Yes, on some level it was wrong to check things out, but it is also pretty natural to want to know what is going on, given all secretive, and not so secretive, behavior.

Instead of giving her space and not talking about "us", or just sitting and wondering, how about a third option?

Schedule a time when you won't have any interruptions and point blank ask her what she wants to do about the marriage. If you love her, and want to work on rebuilding the relationship, tell her so. But also tell her that you won't continue the marriage if it means she will continue the running around and acting single. Either she is in or she's not. As you have seen, a marriage doesn't work when both parties are not involved in keeping it going... and that takes talking about it when necessary; like it or not. It can be scary to talk about negative feelings... some people would rather ignore or put up with situations that cause them pain simply because the alternative (getting it out in the open and talking about it) is too uncomfortable.

It sounds as though you often took the approach to just put up with it, wonder, and look for evidence to support your suspicisions, and she chose to check out and venture elsewhere instead of facing the difficulties of communicating.
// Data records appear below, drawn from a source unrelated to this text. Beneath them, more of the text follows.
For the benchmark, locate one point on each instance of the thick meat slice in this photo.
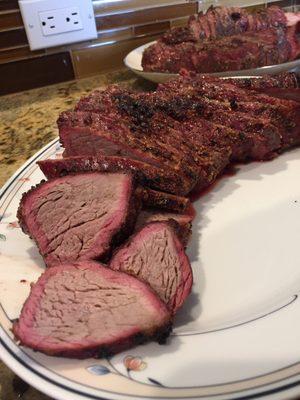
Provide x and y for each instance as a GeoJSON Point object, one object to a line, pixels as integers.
{"type": "Point", "coordinates": [79, 217]}
{"type": "Point", "coordinates": [86, 310]}
{"type": "Point", "coordinates": [164, 179]}
{"type": "Point", "coordinates": [150, 197]}
{"type": "Point", "coordinates": [184, 221]}
{"type": "Point", "coordinates": [156, 256]}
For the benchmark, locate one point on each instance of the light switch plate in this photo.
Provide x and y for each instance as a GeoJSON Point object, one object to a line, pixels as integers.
{"type": "Point", "coordinates": [51, 23]}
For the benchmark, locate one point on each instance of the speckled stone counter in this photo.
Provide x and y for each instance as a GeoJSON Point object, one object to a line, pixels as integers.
{"type": "Point", "coordinates": [28, 119]}
{"type": "Point", "coordinates": [27, 123]}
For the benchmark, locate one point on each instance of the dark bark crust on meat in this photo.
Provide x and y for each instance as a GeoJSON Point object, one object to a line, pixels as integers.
{"type": "Point", "coordinates": [163, 179]}
{"type": "Point", "coordinates": [154, 199]}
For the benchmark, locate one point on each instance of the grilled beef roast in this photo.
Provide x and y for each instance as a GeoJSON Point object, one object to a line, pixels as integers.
{"type": "Point", "coordinates": [164, 179]}
{"type": "Point", "coordinates": [86, 133]}
{"type": "Point", "coordinates": [79, 217]}
{"type": "Point", "coordinates": [156, 256]}
{"type": "Point", "coordinates": [283, 114]}
{"type": "Point", "coordinates": [84, 309]}
{"type": "Point", "coordinates": [184, 221]}
{"type": "Point", "coordinates": [149, 197]}
{"type": "Point", "coordinates": [196, 116]}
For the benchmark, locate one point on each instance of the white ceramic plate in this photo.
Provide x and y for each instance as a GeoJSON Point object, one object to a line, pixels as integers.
{"type": "Point", "coordinates": [133, 61]}
{"type": "Point", "coordinates": [237, 337]}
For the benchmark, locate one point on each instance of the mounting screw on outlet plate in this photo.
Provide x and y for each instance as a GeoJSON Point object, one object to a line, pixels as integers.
{"type": "Point", "coordinates": [51, 23]}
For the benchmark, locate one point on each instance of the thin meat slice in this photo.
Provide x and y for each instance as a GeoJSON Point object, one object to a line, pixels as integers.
{"type": "Point", "coordinates": [163, 179]}
{"type": "Point", "coordinates": [79, 217]}
{"type": "Point", "coordinates": [184, 221]}
{"type": "Point", "coordinates": [86, 310]}
{"type": "Point", "coordinates": [156, 256]}
{"type": "Point", "coordinates": [149, 197]}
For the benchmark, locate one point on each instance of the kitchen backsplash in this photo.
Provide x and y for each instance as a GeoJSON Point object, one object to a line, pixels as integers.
{"type": "Point", "coordinates": [122, 25]}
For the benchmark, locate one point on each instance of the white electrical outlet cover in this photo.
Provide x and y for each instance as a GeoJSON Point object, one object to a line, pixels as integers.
{"type": "Point", "coordinates": [50, 23]}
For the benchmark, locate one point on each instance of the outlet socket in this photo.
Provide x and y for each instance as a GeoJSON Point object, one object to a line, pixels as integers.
{"type": "Point", "coordinates": [60, 21]}
{"type": "Point", "coordinates": [51, 23]}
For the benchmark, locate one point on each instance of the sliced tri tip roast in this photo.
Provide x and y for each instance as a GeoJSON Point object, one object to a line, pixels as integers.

To do nothing will only get you more of the same. If you take the chance, and push for change (counseling for both of you might be a good place to start), then you will either be relieved to find your marriage gets back on track, or you will find that it just isn't going to work out. It that happens, at least you will know that you truly put forth the effort to foster change.

Alty
May 15, 2014, 04:43 PM
If you won't talk about what's wrong in your relationship, you can't fix it. It seems that both of you have your heads in the sand and refuse to deal with the issues in your marriage. You ignore her behavior, and she goes out with other guys because you ignore her. That's my take on this.

Couples counseling is where I'd start. If both of you want to make this marriage work, you need to fight for it.

Instead of snooping on her, talk to her. If you can't talk to her, who can you talk to? You're supposed to be life mates, that's what marriage is. I can talk to my husband about everything and anything, and if we don't agree, we talk about it, and yes, sometimes we fight. But the fact that we do talk to each other is what keeps our marriage together, 19 years now, two kids. I don't snoop on him, he doesn't snoop on me, because there's no reason to. We talk about everything, good and bad.

There seems to be a huge lack in communication between the two of you. Ignoring it, and the issues, is ignoring her. It's not unusual for someone that's being ignored, to seek out someone else that won't ignore her.

simpleman75
May 28, 2014, 03:31 PM
I disagree that snooping is wrong, if someone's actions dictate it. To say that if she does it in public is also a bit ridiculous, because if you are not with her when she goes out with her friends how would you know, unless you snooped (ie. Followed her). Doing it chronically can be an issue though.

Most issues should be able to be resolved with a lot of talking and some counseling if both parties agree they want to work things out.

Postpartum is a serious illness, that can lead to suicide and other very bad situations. In some cases it is similar to schizophrenia, so going untreated can cause someone's personality to change, she may need help.